En ouvrant le numéro de fin d’été, le lecteur commence par lire dix pages de billets d’un blog dont l’accès est gratuit (Zone militaire). A une époque d’inflation où de nombreux passionnés doivent faire des choix dans leurs dépenses, le principe même et l’importance de la place ici accordée font quelque peu désordre…

Résistance dans les pays baltes après 1945 !

Nombre de pays de l’Europe de l’Est connaissent une existence particulièrement précaire et dure au XXème siècle en raison de la présence et des ambitions de leurs ambitieux et expansionnistes voisins. La Russie (ou URSS) et l’Allemagne ne cessent en effet de vouloir pousser leurs limites territoriales. Malgré leurs haines idéologiques, les deux dictatures parviennent cependant à s’accorder pour mener à bien leurs désirs d’asservissement des autres à travers le pacte germano-soviétique. Celui-ci, loin de se limiter au seul dépeçage de la Pologne honnie, laisse les mains libres à l’URSS pour s’accaparer plusieurs territoires par la force ou sous la pression, puis d’y mener une politique de nettoyage des oppositions qui n’envie en rien les horreurs du nazisme.

Après la Pologne et la Finlande, les pays baltes font partie de la vague suivante des annexions soviétiques par la force avant même la Bessarabie et la Bucovine. Une posture en tout point similaire à celle du Troisième Reich et de l’Italie fasciste à la même période.

Compte tenu de l’horreur de l’occupation soviétique et de la purge qui s’en suit, il n’est pas étonnant que les Baltes accueillent quelque peu en libérateurs les Allemands qui viennent repousser les précédents envahisseurs. Aveugler par leur sentiment de supériorité, les Allemands sont cependant incapables de mesurer l’opportunité qui s’offre à eux et cassent rapidement l’ambiance de libération, comme d’ailleurs en Ukraine (voir ainsi 39/45 Magazine n°376), en refusant les mouvements nationaux d’exister et de prendre en main leurs propres territoires.

L’impasse de la guerre contre l’URSS puis le reflux vers le point de départ de l’opération Barbarossa place les habitants des contrées concernées dans un dilemme impossible. Certains s’engagent aux côté des Allemands qui finissent par ouvrir en grand les portes de la Waffen-SS à ces opposants au “bolchevisme” qui savent surtout ce qui les attend et veulent défendre leurs terres.

Fait peu connu en Occident et en France, dans les contrées reculées de ces régions, plusieurs milliers de personnes prennent le maquis et mènent une guérilla contre l’Armée rouge et les collaborateurs communistes. Ces rebellions s’éteignent progressivement après quelques années.

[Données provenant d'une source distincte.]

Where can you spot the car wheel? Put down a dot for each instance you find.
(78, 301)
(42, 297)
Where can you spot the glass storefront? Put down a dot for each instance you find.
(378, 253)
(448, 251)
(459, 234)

Loïc BECKER rappelle ces curieux événements de façon très sommaire et globale. Sans s’attarder sur l’attitude soviétique qui provoque un tel rejet et sur les conditions d’annexion de ces territoires en conséquence du pacte germano-soviétique, il montre que le phénomène de résistance après la fin officielle de la Seconde Guerre mondiale en Europe représente un combat loin d’être anecdotique qui se traduit par plusieurs milliers de morts.

Des laborieuses offensives alliées…

En dépit d’une supériorité matérielle et logistique écrasante, la performance des Alliés à l’Ouest après le Débarquement en Normandie lui-même peut sembler quelque peu laborieuse. L’exemple de la Normandie le montre quelque peu, surtout l’exploitation qui est faite des possibilités d’encerclement et d’anéantissement de l’adversaire. A contrario, la réactivité allemande ne cesse de surprendre.

Sylvain FERREIRA analyse ainsi les combats en Normandie, et plus particulièrement les opérations Cobra et Bluecoat, ainsi que les actions pour border le Rhin (Veritable et Blockbuster en parallèle de Grenade). Le texte est assurément bien construit, structuré, et, chose toujours appréciable, l’auteur indique généreusement ses sources. Pour la boutade (les initiés comprendront), on pourra s’étonner de l’absence de référence à aux ouvrages La campagne du Rhin (Daniel FELDMANN et Cédric MAS) et La course au Rhin (Nicolas AUBIN) pourtant très prolixes (et passionnants) sur les pensées militaires et les doctrines alliées de l’époque.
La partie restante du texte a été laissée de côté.